The CSP Summit was held this past week in San Francisco. Many of the leading companies in the space were present, and the following represents some of the highlights. (Editor's note: CSP stands for 'concentratedsolarpower,' which generally means solar thermal power plants. Concentration is coming to photovoltaics, so the acronym may not last forever, but enjoy it while you can.)
The Problem with Power Purchase Agreements (PPAs)
While more than 50 utility-scale solar PPAs have been signed with major utilities (SCE, PG&E, APS, SDG&E), fewer than five have been financed so far.
For a list of projects in California, here is the CPUC's table of current RPS projects.
Because this market has only a few buyers (the utilities), but many sellers (the developers) -- it displays many of the characteristics of an oligopsony, which is a form of imperfect competition. Todd Glass, a partner at Wilson Sonsini, and an expert on PPAs, sees similarities with the tobacco industry, where many tobacco growers sell to just three major cigarette makers (with over 90% market share). In the case of tobacco, the three cigarette makers use their leverage to:
- Push down pricing
- Demand precise specifications from the tobacco growers (e.g., delivery dates)

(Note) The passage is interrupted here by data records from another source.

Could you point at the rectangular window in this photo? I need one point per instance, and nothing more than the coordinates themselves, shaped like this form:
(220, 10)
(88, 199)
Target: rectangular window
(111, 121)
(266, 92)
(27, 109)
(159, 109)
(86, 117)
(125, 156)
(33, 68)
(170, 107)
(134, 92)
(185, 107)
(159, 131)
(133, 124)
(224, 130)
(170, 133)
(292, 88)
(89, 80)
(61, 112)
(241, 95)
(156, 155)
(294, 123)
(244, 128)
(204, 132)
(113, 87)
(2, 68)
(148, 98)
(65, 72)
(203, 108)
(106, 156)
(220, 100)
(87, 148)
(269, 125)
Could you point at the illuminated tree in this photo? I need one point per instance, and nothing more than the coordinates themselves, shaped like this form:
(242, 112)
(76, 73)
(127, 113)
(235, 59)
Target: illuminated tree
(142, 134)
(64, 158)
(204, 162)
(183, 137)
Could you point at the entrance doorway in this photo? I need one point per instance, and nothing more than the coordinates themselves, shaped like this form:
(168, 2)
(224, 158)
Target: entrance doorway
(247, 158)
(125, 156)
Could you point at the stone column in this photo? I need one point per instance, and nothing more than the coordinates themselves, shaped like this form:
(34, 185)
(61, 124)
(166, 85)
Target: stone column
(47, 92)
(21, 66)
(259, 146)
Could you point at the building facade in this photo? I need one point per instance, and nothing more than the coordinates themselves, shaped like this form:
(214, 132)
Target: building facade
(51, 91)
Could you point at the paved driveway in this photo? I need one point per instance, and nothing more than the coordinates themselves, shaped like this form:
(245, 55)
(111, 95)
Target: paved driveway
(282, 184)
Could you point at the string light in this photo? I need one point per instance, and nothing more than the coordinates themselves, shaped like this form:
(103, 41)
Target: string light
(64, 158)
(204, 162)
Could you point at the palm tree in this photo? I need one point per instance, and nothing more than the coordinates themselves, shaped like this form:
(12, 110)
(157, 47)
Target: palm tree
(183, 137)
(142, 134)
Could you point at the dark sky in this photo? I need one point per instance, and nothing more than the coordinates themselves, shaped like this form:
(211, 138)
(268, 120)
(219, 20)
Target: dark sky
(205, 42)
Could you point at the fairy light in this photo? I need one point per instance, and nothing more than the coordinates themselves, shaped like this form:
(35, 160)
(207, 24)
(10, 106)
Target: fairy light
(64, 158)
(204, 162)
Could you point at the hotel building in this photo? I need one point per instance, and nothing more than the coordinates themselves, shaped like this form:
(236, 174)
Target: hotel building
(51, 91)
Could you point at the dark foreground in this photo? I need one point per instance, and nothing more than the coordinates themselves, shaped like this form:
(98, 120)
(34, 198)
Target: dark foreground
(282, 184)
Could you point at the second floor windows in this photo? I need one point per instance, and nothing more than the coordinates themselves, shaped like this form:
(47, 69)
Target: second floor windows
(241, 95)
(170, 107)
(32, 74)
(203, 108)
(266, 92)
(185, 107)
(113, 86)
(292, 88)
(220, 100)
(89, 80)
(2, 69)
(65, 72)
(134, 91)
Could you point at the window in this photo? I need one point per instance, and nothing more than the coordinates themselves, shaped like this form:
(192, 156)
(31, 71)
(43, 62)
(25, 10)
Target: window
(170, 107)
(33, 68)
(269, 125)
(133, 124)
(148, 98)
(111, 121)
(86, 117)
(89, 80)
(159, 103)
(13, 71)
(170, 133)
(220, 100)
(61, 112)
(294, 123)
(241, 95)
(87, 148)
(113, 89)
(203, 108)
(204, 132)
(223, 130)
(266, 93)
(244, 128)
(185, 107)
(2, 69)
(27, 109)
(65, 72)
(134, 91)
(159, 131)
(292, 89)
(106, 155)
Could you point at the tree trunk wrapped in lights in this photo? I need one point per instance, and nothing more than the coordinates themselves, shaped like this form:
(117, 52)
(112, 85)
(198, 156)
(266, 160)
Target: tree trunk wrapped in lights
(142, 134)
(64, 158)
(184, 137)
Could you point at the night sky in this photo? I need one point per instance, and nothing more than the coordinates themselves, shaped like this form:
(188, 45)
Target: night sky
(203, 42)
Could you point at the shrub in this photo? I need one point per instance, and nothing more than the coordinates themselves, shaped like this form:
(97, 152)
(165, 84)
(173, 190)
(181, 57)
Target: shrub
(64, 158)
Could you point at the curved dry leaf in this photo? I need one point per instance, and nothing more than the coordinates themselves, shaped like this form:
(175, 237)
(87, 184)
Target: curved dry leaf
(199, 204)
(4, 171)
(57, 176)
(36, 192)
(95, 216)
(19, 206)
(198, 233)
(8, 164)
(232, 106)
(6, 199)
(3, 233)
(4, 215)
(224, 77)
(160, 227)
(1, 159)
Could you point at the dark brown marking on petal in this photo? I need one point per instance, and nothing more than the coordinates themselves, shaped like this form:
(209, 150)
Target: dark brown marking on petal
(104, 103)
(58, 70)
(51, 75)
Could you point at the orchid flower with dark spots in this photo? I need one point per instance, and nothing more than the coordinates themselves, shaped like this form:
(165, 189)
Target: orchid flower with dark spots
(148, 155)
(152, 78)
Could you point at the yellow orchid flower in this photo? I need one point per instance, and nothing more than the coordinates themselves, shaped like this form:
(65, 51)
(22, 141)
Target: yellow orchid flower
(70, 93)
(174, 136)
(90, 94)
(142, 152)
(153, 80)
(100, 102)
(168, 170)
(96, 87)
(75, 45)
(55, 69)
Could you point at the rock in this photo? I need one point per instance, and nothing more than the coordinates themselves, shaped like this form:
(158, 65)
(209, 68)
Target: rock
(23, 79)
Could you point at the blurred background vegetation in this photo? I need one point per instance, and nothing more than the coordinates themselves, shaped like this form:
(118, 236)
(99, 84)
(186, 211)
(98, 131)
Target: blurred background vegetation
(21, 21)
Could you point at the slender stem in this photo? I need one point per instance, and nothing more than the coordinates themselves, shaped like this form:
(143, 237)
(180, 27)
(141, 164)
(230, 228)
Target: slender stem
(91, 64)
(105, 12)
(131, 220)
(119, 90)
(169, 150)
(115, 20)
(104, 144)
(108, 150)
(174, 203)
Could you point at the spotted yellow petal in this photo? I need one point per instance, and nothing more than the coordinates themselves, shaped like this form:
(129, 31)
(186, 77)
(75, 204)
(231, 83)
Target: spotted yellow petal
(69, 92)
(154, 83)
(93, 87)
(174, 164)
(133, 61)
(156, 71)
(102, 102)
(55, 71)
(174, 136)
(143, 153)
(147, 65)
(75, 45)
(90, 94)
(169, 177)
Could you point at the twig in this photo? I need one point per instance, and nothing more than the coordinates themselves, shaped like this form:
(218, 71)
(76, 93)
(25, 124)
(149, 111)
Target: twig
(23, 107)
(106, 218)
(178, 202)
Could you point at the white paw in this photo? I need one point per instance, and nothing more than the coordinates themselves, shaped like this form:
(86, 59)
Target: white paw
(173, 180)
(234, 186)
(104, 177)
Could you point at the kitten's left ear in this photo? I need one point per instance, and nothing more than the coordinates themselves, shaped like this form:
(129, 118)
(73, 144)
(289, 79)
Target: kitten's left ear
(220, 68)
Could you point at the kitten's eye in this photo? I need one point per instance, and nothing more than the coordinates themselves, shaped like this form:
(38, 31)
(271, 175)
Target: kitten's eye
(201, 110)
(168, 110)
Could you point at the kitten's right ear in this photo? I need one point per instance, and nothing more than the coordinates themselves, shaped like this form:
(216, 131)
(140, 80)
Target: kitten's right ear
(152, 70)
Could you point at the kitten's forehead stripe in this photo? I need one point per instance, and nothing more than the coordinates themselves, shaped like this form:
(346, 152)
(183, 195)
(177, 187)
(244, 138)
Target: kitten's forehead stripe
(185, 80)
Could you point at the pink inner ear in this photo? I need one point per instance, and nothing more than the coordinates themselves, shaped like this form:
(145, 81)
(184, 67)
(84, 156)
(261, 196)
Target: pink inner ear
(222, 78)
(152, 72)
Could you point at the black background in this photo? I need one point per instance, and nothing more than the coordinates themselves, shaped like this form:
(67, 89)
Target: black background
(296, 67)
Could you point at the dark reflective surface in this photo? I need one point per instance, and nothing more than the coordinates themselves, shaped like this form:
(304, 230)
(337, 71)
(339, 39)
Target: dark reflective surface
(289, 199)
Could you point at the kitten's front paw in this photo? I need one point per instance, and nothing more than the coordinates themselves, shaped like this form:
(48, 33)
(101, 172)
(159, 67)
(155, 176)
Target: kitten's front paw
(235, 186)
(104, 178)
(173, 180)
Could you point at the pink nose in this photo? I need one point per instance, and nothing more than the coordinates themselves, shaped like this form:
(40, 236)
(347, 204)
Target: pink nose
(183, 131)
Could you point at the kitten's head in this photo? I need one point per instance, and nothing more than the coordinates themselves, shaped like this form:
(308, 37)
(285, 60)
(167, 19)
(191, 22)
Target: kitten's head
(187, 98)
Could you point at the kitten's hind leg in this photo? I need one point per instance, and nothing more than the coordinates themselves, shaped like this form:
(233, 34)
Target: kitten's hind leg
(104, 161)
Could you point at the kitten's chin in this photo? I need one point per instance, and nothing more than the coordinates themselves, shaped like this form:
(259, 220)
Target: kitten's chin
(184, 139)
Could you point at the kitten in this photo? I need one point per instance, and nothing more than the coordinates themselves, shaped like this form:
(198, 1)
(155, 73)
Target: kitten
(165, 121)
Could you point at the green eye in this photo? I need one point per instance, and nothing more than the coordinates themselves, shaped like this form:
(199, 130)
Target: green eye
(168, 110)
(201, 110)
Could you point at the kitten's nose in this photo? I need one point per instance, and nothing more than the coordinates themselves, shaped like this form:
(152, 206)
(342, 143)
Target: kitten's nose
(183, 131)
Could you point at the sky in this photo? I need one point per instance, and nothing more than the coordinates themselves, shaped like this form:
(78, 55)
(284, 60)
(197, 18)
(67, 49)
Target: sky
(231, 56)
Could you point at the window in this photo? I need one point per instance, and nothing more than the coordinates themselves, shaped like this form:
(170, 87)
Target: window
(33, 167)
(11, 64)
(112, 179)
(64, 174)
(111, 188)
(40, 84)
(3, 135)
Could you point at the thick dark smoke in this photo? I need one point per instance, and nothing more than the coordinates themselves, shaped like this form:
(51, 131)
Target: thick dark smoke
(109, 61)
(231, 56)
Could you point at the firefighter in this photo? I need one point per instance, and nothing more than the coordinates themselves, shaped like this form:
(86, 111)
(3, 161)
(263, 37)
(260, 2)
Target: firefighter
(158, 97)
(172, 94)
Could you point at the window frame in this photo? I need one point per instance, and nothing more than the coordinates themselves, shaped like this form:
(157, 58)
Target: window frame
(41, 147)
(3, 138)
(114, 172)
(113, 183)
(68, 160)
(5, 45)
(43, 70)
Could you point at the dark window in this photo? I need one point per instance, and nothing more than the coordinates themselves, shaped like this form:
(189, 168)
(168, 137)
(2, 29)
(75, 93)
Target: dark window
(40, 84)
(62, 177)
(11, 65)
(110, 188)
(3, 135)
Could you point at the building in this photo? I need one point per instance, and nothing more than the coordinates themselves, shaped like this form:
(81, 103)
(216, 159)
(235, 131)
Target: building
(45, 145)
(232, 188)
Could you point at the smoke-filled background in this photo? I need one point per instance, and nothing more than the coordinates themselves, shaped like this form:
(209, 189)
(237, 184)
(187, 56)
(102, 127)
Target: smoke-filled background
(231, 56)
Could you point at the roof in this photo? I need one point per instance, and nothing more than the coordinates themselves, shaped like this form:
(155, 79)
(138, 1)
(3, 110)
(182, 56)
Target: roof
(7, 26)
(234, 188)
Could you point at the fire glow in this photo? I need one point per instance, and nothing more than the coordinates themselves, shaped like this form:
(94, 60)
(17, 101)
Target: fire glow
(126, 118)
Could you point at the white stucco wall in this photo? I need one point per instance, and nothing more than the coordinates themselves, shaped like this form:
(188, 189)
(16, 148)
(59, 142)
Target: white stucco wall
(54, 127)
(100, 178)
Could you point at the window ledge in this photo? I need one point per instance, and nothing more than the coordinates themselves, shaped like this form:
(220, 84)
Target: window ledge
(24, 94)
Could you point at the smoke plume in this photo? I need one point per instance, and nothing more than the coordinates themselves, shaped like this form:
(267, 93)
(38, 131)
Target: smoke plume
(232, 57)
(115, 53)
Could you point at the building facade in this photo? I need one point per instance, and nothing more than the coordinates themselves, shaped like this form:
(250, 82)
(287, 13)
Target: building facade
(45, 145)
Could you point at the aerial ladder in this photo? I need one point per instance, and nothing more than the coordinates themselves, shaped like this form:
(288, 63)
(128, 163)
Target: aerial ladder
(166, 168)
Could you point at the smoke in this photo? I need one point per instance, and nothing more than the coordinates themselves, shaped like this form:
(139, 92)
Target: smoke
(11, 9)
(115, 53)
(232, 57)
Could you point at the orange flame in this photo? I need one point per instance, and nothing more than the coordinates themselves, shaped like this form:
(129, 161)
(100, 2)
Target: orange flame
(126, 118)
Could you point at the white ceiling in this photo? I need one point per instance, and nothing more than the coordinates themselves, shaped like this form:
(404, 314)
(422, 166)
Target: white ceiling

- Push the risks of overproduction and crop losses onto the growers
A similar set of outcomes can be seen in the solar PPAs signed with utilities, where prices are low, delivery dates need to be met, and many of the risks have been pushed onto the developer. This is due in part to the entry of Chinese PV manufacturers, which are driving PPA contract prices down significantly.
The end result: un-financeable PPAs. Many of these PPAs have prices that won't allow for a reasonable return for the equity investor (8%-9% unlevered, or 13%-16% levered), and as such, they likely won't be able to attract the funds required to build the project.
The utilities seem to be ok with this. Presumably, they are not expecting RPS penalties when they don't meet their RPS goals because they will claim that they signed the PPAs and it was the developers' failure to finance the project and deny any responsibility. Attorney Glass, a legal expert on PPAs, mentioned that in almost all cases, the developers need to pay a fee (project development security) if the project doesn't go through. And it is doubtful that the CPUC will see that the utilities created the un-financeable PPAs in the first place.
So what are the advantages of PV vs. CSP? While CSP has the ability to offer storage, utilities are not currently willing to pay more for plants with storage, so CSP projects need to offer PPA rates that are competitive with the PV options.
The situation for the developers could be thought of as a type of game theory known as the Prisoner's Dilemma.
Each developers wants to sign PPAs at higher prices, but out of fear that another developer will "cheat" and bid a low price on an RFP, they end up bidding a low price, too. The end result is PPAs with prices that are too low for the economics to work, which will result in cancelled projects. And that is an undesirable outcome for developers, for the CSP system manufacturers, for EPC firms -- and for the environment.
Who Has the Money?
With the flurry of PPA signings over the last few years, there are many more CSP projects looking for tax equity and debt funding than there is financing available. With about 9 GW of CSP projects in the pipeline (with signed PPAs), at $3.50 per installed watt, that would require ~$30B in funding. Assuming the ITC cash grant covers 30% ($9B), and the rest is financed 50% debt to 50% equity, the CSP developers will need to raise $10B in debt and another $10B in equity. According to investment bankers, available financing is probably closer to $1 to $2 billion, which means that the vast majority of projects will be left scrambling.
Investment bankers at the conference suggested that the likely outcome would be that only the highest quality CSP projects would get the funding required, and that the rest would need either to wait it out or to try to receive funds from the Department of Energy Loan Guarantee program. And the Loan Guarantee process is no easy option -- it took nearly two and a half years for BrightSource to receive a conditional commitment.
And now for the key question of the conference: will the 30% ITC cash grant be extended?
No one knows for sure, but many participants thought it was very likely to be extended.
Cutting the Thermal Solar Project Cost
All CSP technologies will need to reduce their capital costs if they want remain competitive with other renewable energy options (First Solar in particular). Several presenters discussed ways for developers to reduce the amount of capital required.
Cooling: Schlumberger Water Services proposed wet-cooling as an option to keep capital costs down. But this may be a difficult option in areas where permitting agencies want to keep water usage to a minimum.
Frames: 25% of the total solar field cost is the frame. Hydro Aluminum Extrusion proposed the use of aluminum instead of steel for the trough frames. However, the firm conceded that one disadvantage of aluminum is that many engineers and designers are less familiar with it.
Reflectors: The use of films instead of glass was discussed as a potential way to reduce costs. The main concerns with films are durability and the bankability of a "new" component in a CSP project.